In recent visits to 11 European countries, Mr. Breton toured weapons manufacturers that he said could still build the kinds of ammunition that Ukraine needs most — namely NATO-caliber 155-millimeter rounds and Soviet-era 122-millimeter shells — but not quickly.

“When it comes to the timing, it’s not aligned with our immediate needs,” he said. “And that’s why we needed to give them a boost.”

“The European defense industry has to see how we can move into this war economy mode, and they’re not ready for that yet,” Mr. Breton said. “So the will is there, but they’re not ready yet in practice.”

Beyond providing the money to weapons producers, the plan also requires closer monitoring of supply chains to make sure that gunpowder, parts, machinery and other equipment needed to build ammunition is not delayed.

Only weapons manufacturers in the E.U. and Norway — a major ammunition producer — are eligible for the new funding because it comes out of the bloc’s operating budget.

The new plan comes on top of an earlier, €2 billion proposal in March that set the 12-month deadline for supplying ammunition to Ukraine.

At that point, officials said arms manufacturers in the E. U. were able to produce about 650,000 rounds of all types of ammunition annually. Experts have said production of 155-millimeter shells — in high demand in Ukraine — amounted to about 300,000 rounds in 2022.

Importantly, Mr. Breton said that the one million rounds could include different types of munitions — whether 155-millimeter caliber shells, missiles or otherwise. That is a shift from comments made in March by E.U. officials who said then that the goal was to arm Ukraine with one million 155-millimeter shells this year.

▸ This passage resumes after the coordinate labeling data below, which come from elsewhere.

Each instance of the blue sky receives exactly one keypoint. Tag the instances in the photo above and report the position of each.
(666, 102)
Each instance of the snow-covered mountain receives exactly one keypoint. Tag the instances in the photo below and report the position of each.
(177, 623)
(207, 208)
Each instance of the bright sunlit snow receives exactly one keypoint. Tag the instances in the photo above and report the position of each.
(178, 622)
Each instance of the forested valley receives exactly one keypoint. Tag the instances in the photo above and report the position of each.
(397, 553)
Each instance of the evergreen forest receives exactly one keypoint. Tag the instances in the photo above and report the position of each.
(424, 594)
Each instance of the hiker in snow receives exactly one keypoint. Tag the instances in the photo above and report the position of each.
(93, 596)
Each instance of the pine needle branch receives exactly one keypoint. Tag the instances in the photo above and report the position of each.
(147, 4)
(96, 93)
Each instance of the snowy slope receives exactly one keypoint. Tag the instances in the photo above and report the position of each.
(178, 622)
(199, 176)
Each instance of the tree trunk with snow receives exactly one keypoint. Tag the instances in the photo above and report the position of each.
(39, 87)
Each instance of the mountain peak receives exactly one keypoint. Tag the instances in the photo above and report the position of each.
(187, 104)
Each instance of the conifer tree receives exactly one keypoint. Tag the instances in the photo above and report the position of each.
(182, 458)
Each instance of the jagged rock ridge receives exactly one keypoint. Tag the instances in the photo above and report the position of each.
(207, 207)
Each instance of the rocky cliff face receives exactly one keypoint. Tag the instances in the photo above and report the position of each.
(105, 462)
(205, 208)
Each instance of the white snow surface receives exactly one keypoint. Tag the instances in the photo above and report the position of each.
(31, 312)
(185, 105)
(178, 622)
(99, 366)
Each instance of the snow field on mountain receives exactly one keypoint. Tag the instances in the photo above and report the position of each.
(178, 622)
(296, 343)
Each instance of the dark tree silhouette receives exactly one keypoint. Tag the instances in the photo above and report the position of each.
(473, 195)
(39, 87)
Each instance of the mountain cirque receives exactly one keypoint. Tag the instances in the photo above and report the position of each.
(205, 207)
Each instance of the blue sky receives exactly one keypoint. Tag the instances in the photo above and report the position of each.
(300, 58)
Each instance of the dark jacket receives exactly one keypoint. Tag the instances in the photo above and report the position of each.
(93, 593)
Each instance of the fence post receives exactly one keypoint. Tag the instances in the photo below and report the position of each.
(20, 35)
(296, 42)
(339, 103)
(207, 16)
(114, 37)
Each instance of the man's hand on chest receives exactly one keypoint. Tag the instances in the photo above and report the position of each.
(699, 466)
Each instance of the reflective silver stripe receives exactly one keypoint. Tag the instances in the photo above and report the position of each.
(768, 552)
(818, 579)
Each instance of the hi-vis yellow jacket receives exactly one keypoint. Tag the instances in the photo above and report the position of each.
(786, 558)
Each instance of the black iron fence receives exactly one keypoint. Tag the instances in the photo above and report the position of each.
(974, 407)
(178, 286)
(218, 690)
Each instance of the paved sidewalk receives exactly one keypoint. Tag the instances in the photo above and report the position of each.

Although Mr. Breton expressed anew on Wednesday that the deadline would be met — he said he was “confident” that Europe could scale up production to meet its goal — other E.U. member states are skeptical.

That has set off a disagreement over whether funds allocated to the earlier €2 billion proposal should be used to buy ammunition from producers outside Europe. Half of the money in that plan would also be used to reimburse member states that are donating ammunition from their own military stockpiles.

In the meantime, Mr. Breton said, the new funds could be approved as soon as next month if, as expected, the plan introduced on Wednesday breezes through the bloc’s sometimes complex lawmaking process.

But it could take months or even years before Europe’s defense industry can churn out the number of munitions that Ukraine desperately needs, given the time it takes to buy new machines, build new warehouses and hire skilled workers to produce them.

Camille Grand, a former NATO assistant secretary general for defense investment who now works at the European Council on Foreign Relations, said the new proposal would have a “very positive role” in supplying Ukraine. But, he added, “I’m not 100 percent sure that it will have an immediate effect.”